Since you know volume is length $\times$ width $\times$ height, we have that
$yx^2 = V\tag{1}$
You also know that you have $400$ square inches to work with.
The surface area of the box is $x^2$ (the area of the bottom of the box - no top since its to be an open box), plus $4\times x\times y$, the area of the 4 sides of the box.
So, $x^2 + 4xy = 400\tag{2}$
Now, we can use equatins $(1), (2)$ to put together a formula for maximizing Volume:
From $(2)$: $4xy = 400 - x^2 \iff y = \dfrac{400 - x^2}{4x}\tag{3}$
Substituting for $y$ from equation $(3)$ into equation $(1)$ gives us:
$$V = x^2y = x^2\left(\dfrac{400 - x^2}{4x}\right)$$ $$ \iff V = \frac{x(400-x^2)}{4} = \frac 14 x(400 - x^2) = 100x - \frac 14 x^3\tag{4}$$
Now, to maximize V, in terms of x, we differentiate $V$, set $V' = 0$, and determine critical points to test for maximums.

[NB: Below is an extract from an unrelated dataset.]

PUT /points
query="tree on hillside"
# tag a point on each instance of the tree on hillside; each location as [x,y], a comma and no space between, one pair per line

In your derivative, you'll find you get a difference of squares, which factors fairly nicely, revealing the possible roots for $x$: one positive, one negative. So your maximum is going to have to occur when $x = $ positive root.
Once you've found $x_{\text{max}}$, use this to solve for $y$ (height), using equation $(3)$, and once you have $y$, you're ready to compute the maximum possible volume of the box (given the constraint of the total available cardboard) using equation $(1)$ and substituting into that equation the values you obtain for $x_{\text{max}}$ and $y$ to solve for V = volume, in cubic inches.